日本がゴールデンウィーク真っ只中の5月1日、世界各国では労働者の日として祝日に定められている国が多い。ヨーロッパ各国、とりわけドイツでは各地でパレードやコンサート等の行事で街中賑やかに祝われる。しかしドイツの2大都市ベルリンとハンブルグではネオナチ、反ナチスの団体がパレードやデモ行進を毎年行い、2つの団体がぶつかるのを防ぐために道路を封鎖する警官隊、機動隊が衝突し毎年何人もの怪我人が出ている。

ドイツ統一からちょうど20年を迎える今年も例外ではなく、両都市で路上に設置されたゴミ箱への放火、警官隊への投石、商店の窓ガラス破壊等の暴力行為が行われ多数怪我人が出た。

首都ベルリンで毎年一番激しい暴動が起こるクロイツベルグ地区では昼間からかなりの数の警官隊、機動隊が暴動を未然に防ぐため配備され、異様な緊張感に包まれていた。

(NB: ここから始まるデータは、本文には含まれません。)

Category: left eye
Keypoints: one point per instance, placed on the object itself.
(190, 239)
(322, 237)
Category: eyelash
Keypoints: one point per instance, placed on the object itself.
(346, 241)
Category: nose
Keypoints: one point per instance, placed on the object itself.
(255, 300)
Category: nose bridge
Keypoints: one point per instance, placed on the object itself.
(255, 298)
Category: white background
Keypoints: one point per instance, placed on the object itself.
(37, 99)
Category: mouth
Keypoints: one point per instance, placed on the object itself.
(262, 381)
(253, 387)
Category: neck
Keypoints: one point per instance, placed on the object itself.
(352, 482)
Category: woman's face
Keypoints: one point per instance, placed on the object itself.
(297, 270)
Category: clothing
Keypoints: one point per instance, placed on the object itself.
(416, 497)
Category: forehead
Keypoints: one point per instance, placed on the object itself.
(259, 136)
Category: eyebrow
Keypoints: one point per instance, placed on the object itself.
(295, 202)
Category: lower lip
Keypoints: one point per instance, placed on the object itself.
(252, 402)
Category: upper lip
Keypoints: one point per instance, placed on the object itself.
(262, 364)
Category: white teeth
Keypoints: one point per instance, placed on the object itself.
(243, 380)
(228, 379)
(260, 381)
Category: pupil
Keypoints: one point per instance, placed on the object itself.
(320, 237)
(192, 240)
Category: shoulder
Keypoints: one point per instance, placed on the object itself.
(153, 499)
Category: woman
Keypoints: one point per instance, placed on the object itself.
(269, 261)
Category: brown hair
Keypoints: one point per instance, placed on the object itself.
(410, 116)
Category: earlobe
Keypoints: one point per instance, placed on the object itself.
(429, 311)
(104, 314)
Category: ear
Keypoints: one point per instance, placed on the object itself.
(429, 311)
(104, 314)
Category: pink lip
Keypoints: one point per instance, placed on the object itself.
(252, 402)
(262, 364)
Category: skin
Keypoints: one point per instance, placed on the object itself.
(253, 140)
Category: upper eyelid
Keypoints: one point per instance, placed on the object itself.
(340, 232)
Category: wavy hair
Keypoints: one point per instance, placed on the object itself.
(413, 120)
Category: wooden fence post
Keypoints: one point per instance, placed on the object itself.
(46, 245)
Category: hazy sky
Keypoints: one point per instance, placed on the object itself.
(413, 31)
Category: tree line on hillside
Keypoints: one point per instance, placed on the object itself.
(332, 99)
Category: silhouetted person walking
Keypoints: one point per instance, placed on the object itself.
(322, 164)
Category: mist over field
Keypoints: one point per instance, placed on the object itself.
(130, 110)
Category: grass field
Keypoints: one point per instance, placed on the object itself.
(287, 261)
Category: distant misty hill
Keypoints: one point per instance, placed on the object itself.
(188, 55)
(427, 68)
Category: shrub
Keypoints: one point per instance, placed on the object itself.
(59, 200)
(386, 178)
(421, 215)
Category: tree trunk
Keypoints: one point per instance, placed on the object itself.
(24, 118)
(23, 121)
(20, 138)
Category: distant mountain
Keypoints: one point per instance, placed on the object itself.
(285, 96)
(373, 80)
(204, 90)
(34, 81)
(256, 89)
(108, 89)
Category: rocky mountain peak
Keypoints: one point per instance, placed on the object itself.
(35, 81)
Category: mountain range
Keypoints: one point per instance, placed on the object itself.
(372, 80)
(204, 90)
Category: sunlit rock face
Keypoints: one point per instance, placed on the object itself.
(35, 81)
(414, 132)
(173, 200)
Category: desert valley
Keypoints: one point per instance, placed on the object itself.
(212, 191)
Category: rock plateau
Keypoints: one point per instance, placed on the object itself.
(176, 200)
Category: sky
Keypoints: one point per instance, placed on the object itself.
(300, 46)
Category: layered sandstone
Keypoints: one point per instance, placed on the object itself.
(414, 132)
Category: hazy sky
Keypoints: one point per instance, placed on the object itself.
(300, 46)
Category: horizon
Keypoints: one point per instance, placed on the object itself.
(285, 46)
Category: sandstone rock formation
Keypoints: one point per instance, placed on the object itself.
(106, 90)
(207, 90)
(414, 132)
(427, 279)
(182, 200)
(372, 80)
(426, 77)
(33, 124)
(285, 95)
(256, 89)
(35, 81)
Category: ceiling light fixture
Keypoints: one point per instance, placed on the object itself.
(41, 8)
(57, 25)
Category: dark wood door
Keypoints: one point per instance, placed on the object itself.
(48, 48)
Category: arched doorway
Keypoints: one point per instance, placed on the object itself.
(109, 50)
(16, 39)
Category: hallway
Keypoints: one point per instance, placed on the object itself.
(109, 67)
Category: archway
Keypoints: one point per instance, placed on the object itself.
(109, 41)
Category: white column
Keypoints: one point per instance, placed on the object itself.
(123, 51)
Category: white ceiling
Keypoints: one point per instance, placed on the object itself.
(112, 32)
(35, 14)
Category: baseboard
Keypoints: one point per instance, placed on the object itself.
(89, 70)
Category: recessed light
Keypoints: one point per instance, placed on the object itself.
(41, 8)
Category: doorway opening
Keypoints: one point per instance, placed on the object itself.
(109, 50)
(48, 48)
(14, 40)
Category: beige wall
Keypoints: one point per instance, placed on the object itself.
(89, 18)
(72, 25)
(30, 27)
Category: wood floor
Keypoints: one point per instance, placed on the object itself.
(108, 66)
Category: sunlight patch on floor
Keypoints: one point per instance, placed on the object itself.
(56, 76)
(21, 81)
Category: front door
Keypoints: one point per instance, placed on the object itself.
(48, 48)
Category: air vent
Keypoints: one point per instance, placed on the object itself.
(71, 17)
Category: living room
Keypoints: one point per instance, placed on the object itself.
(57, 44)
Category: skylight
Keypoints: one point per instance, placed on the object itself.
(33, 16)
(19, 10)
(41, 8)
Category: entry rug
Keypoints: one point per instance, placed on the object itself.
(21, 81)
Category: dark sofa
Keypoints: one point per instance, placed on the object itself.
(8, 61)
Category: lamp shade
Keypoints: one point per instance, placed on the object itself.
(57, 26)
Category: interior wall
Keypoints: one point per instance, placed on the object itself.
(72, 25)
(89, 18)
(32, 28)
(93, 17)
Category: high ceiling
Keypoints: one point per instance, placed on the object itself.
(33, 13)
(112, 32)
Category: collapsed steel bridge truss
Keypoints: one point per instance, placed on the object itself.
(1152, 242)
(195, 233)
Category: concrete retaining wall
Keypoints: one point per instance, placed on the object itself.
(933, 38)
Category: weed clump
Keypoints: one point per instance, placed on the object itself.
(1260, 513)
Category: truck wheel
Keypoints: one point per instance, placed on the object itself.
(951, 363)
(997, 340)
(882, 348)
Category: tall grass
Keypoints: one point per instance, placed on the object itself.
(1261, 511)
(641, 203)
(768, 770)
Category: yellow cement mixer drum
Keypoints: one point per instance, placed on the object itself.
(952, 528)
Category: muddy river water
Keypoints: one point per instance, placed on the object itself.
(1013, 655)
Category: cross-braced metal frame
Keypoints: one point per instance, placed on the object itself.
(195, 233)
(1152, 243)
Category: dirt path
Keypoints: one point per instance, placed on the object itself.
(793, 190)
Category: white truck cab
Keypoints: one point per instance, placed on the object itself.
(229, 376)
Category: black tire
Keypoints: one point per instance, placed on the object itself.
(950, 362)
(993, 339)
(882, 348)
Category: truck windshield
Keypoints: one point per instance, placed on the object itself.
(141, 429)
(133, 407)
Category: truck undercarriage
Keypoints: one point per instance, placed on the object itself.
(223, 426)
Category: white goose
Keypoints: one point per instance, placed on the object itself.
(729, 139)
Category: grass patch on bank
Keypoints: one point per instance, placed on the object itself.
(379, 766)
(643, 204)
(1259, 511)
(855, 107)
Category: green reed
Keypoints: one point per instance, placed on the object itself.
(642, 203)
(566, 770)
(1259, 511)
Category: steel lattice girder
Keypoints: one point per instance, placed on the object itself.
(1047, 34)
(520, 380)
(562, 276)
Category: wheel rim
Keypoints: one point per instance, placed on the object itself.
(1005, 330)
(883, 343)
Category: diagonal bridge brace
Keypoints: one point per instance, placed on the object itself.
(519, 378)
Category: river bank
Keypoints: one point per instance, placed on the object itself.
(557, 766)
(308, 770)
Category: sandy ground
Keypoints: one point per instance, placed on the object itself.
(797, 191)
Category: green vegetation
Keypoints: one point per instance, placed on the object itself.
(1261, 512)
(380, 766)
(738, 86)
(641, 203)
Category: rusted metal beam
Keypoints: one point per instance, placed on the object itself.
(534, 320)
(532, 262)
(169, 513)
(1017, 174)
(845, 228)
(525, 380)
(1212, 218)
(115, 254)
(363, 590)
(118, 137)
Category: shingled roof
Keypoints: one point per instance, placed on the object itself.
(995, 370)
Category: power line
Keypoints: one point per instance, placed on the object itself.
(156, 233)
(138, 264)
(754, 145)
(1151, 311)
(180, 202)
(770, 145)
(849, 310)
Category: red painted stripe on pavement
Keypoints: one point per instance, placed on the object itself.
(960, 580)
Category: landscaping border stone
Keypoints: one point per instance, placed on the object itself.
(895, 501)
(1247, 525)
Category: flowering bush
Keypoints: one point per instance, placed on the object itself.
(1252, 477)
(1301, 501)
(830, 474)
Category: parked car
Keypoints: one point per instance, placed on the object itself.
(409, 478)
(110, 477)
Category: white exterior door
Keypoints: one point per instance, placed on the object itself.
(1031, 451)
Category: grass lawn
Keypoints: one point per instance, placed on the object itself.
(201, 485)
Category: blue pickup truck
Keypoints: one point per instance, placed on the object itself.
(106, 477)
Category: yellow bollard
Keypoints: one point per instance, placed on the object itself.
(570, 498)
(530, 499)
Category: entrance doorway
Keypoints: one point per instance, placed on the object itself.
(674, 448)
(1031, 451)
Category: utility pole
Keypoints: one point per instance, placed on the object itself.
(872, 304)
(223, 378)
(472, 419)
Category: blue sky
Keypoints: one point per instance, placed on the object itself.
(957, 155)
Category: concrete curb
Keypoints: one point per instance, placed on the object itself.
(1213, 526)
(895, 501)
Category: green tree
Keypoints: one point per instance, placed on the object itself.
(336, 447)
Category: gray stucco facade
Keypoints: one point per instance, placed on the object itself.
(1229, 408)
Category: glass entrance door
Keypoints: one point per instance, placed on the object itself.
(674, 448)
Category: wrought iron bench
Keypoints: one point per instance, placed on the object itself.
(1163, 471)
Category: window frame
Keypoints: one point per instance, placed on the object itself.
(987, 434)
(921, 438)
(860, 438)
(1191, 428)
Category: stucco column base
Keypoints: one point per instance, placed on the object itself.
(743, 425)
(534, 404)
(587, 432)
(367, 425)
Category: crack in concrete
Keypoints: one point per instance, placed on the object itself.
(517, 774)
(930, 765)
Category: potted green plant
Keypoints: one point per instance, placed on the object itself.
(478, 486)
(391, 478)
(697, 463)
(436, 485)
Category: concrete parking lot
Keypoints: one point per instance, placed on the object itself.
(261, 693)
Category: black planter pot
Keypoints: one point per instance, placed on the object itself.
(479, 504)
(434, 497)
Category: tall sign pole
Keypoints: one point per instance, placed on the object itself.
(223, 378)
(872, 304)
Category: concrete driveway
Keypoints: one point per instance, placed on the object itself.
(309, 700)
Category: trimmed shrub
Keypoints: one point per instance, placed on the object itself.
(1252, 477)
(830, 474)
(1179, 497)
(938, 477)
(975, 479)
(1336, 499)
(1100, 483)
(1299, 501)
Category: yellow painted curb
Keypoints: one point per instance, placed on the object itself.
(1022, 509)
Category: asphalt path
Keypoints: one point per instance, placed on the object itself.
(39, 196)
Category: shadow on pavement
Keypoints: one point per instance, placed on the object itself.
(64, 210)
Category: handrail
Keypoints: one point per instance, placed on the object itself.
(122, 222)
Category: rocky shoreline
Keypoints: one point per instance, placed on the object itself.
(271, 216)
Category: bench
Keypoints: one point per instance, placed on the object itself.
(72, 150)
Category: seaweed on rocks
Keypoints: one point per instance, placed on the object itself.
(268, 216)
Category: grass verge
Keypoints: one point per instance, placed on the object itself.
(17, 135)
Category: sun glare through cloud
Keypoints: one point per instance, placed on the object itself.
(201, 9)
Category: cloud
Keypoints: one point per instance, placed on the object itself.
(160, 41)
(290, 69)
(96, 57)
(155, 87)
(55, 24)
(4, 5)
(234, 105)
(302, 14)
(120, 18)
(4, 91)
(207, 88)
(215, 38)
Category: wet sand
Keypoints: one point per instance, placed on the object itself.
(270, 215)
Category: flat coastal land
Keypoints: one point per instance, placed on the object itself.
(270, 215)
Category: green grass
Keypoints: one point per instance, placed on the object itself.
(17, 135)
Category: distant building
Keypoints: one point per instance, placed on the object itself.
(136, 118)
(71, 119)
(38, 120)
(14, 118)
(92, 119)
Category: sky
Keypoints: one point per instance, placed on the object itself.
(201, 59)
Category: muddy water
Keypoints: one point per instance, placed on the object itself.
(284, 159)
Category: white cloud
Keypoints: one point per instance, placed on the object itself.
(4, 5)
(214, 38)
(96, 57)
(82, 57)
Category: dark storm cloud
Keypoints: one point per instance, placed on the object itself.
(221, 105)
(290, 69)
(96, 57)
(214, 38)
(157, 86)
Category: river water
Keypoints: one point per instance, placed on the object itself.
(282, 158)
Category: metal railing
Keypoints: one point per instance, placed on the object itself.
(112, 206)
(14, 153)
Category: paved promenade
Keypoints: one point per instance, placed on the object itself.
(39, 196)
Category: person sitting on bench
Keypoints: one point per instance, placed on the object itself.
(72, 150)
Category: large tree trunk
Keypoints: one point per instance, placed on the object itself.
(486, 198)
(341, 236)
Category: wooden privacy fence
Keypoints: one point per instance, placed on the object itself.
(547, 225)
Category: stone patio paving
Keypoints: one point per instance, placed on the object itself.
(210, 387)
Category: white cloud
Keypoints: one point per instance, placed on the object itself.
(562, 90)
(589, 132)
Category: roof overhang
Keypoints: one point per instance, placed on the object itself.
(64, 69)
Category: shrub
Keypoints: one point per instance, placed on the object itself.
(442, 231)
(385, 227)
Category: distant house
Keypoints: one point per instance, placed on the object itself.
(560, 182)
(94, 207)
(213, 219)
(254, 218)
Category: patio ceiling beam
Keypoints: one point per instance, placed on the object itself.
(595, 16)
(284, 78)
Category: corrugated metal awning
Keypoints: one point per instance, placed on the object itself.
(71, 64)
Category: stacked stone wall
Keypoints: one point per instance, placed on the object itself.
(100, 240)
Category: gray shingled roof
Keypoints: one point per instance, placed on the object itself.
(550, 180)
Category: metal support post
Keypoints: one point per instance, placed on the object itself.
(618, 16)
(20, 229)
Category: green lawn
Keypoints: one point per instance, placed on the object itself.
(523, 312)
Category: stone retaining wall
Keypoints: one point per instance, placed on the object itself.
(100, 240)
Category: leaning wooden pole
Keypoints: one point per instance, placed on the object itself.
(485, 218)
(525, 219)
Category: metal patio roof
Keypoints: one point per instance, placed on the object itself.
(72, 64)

毎年、反ナチス団体のデモ行進が終わり、日が落ちてくる頃に道路を一掃しようとする警官隊とそれに反抗する若者達の小さなぶつかりなどに端を発し、いつの間にか機動隊と大勢の若者達とのぶつかり合いに発展する。今年当局は早期の沈静化に成功し、昨年よりは穏やかなメーデーになったが、しかしそれでも現場に居合わせた記者はビール瓶や石が飛び交う中、機動隊に取り押さえられる若者達を目の当たりにし危険を感じた。

5月1日のベルリンの暴動は毎年恒例になっており、1999年にはメーデーに路上でライブをしていたベルリン出身のハードコアテクノバンド、アタリ・ティーンエイジ・ライオットが歌の内容等で暴動を扇動したとして逮捕されている。